Ему жаль было не того, что он умрет сейчас, то есть перестанет
чувствовать, страдать и двигаться, - он даже не мог представить себя в
таком необычайном и странном положении, потому что в эту минуту он еще жил,
страдал и двигался, - но он ясно понял, что никогда не увидеть ему залитой
солнцем деревни и этих близких, дорогих людей, что ехали позади него. Но он
так ярко чувствовал их в себе, этих уставших, ничего не подозревающих,
доверившихся ему людей, что в нем не зародилось мысли о какой-либо иной
возможности для себя, кроме возможности еще предупредить их об опасности...
Он выхватил револьвер и, высоко подняв его над головой, чтобы было слышнее,
выстрелил три раза, как было условлено...
В то же мгновенье что-то звучно сверкнуло, ахнуло, мир точно раскололся
надвое, и он вместе с Иудой упал в кусты, запрокинув голову.

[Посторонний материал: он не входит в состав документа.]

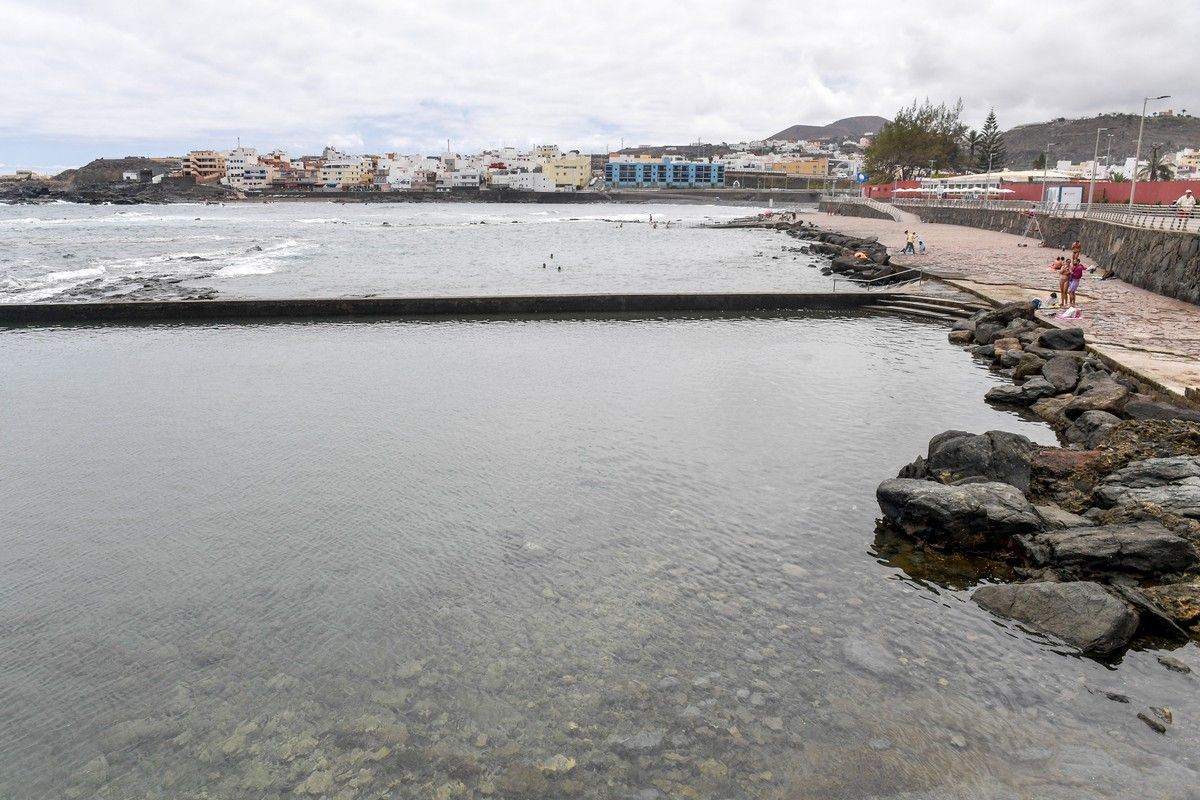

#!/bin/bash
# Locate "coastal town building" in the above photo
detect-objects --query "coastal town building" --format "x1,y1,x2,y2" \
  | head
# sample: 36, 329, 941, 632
180, 150, 226, 184
605, 157, 725, 188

Когда Левинсон услышал выстрелы, - они прозвучали так неожиданно и
были так невозможны в теперешнем его состоянии, что он даже не воспринял их.
Он только тогда понял их значение, когда раздался залп по Морозке, и лошади
стали как вкопанные, вскинув головы, насторожив уши.

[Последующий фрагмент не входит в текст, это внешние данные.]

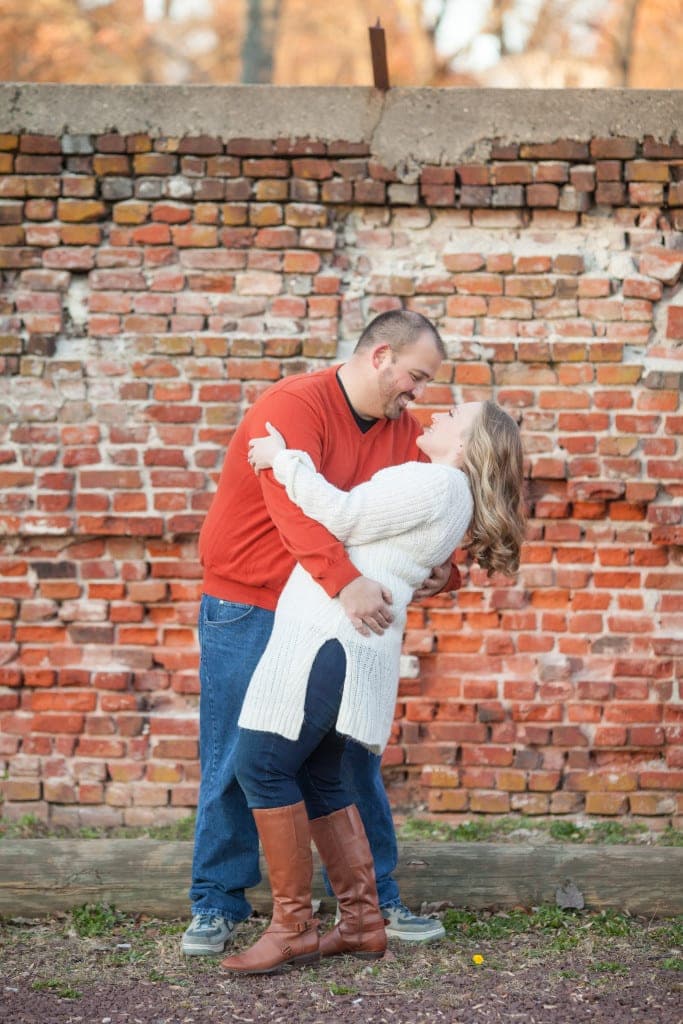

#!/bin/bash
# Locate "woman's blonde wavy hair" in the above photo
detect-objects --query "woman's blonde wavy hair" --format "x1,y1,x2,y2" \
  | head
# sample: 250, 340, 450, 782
461, 401, 525, 577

Он беспомощно оглянулся, впервые ища поддержки со стороны, но в том
едином, страшном, немо-вопрошающем лице, в которое слились для него
побледневшие и вытянувшиеся лица партизан, - он прочел то же единственное
выражение беспомощности и страха... "Вот оно - то, чего я боялся", -
подумал он и сделал такой жест рукой, точно искал и не нашел, за что бы
ухватиться...
И вдруг он совершенно отчетливо увидел перед собой простое,
мальчишеское, немного даже наивное, но черное и погрубевшее от усталости и
дыма лицо Бакланова. Бакланов, держа в одной руке револьвер, а другой крепко
вцепившись в лошадиную холку, так что на ней явственно отпечатались его
короткие мальчишеские пальцы, напряженно смотрел в ту сторону, откуда
прозвучал залп. И его наивное скуластое лицо, слегка подавшееся вперед,
выжидая приказа, горело той подлинной и величайшей из страстей, во имя
которой сгибли лучшие люди из их отряда.
Левинсон вздрогнул и выпрямился, и что-то больно и сладко зазвенело в
нем. Вдруг он выхватил шашку и тоже подался вперед с заблестевшими глазами.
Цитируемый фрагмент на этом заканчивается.